Scripture scholars and theologians believe this parable addresses a need for understanding (and probably cause for argument)among the members of Matthew's community of the place of Jewish and Gentile members of the church. The Hebrew people have labored centuries in the vineyard while the Gentiles have only recently joined the people of faith. Shouldn't one who labors long receive a greater reward than one who works but an hour? To our minds, it seems only natural and just that this be the case, but Matthew's Jesus says it isn't so. All receive the same reward in return for their assent to the faith (in Christ) professed by the community.

Channel surfing on any give day, especially Sunday will expose one to dozens (sometimes it seems hundreds) of televangelists preaching (often screaming) that "ALL" must believe as they believe and act as they direct. The theme of just who will be saved seems a constant in the electronic pulpit. At times their messages seem to fly in the face of this gospel parable. "If you think you're going to be saved by listening to those other preachers, well let me just set the record straight". Pressing mute and changing the channel NOW!

Just as in Matthew's day, people today arrive at their differing beliefs and spiritual understandings and at times may (and almost certainly do) disagree. To my mind, getting caught up in arguments about who's "right" is a waste of time and almost never causes anything but further division. Who can count the number of christian denominations each often claiming to be the only way to salvation? People of good will can and do disagree, but we can find hope in this parable which promises all laborers the same reward. Wars have been fought (Reformation and Counter-Reformation and round it goes) over how we are "saved" with an uneasy armistice landing on FAITH (just don't get too specific about a definition of just what that means or you'll start another war).

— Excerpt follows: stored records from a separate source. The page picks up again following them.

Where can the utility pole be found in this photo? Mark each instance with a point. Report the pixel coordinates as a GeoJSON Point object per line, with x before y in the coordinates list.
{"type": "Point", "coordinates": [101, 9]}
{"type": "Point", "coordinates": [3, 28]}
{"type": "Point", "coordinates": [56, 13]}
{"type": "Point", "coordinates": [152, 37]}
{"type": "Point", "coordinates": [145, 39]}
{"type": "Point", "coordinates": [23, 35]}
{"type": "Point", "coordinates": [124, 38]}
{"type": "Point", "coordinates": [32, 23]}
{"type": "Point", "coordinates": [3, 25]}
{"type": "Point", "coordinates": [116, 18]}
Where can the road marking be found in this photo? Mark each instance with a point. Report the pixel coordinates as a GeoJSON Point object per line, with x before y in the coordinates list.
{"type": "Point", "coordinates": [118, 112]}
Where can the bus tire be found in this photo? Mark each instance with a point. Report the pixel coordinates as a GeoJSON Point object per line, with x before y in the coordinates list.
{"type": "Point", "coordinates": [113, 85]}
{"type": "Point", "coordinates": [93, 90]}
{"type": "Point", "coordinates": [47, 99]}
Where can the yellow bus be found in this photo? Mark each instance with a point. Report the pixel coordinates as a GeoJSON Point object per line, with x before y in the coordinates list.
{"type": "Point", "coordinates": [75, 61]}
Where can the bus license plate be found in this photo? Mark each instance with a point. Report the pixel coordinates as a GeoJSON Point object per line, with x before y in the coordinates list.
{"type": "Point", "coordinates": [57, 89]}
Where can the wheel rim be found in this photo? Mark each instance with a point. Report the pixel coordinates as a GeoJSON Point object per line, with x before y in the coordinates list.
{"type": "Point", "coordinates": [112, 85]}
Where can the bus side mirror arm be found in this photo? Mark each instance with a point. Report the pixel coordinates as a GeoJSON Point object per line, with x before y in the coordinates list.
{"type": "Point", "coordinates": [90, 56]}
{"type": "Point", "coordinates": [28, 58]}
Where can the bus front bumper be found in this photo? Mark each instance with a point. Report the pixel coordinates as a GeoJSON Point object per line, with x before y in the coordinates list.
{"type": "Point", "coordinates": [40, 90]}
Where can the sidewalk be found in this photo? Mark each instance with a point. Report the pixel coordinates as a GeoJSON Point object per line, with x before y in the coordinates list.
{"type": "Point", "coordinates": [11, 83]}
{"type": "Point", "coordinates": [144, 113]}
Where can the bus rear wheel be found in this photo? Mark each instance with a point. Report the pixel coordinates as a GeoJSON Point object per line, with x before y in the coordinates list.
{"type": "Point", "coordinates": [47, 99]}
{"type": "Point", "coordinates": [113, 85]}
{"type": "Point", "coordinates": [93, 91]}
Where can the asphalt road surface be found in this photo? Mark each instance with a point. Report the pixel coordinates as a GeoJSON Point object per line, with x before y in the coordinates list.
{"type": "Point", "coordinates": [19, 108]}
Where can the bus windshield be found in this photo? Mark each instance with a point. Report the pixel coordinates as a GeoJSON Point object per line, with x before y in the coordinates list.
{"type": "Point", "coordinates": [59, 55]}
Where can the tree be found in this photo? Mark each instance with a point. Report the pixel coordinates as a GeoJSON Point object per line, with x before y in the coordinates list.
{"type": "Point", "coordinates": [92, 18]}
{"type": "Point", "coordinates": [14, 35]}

Faith, however we define it seems to be the nature of the work we've been assigned as laborers in the vineyard. Resisting the temptation to be RIGHT, perhaps we should try to remain TRUE. That may mean something different to you than it does to me, but I'm fine with that. Trusting in the "Householder's" ability to read the intentions of the heart, I'm standing in line for my pay. We may disagree on the specifics of our labor, but I'm going to try not to grumble over the size of my paycheck. Lets talk about the weather as we wait. Are they calling for rain?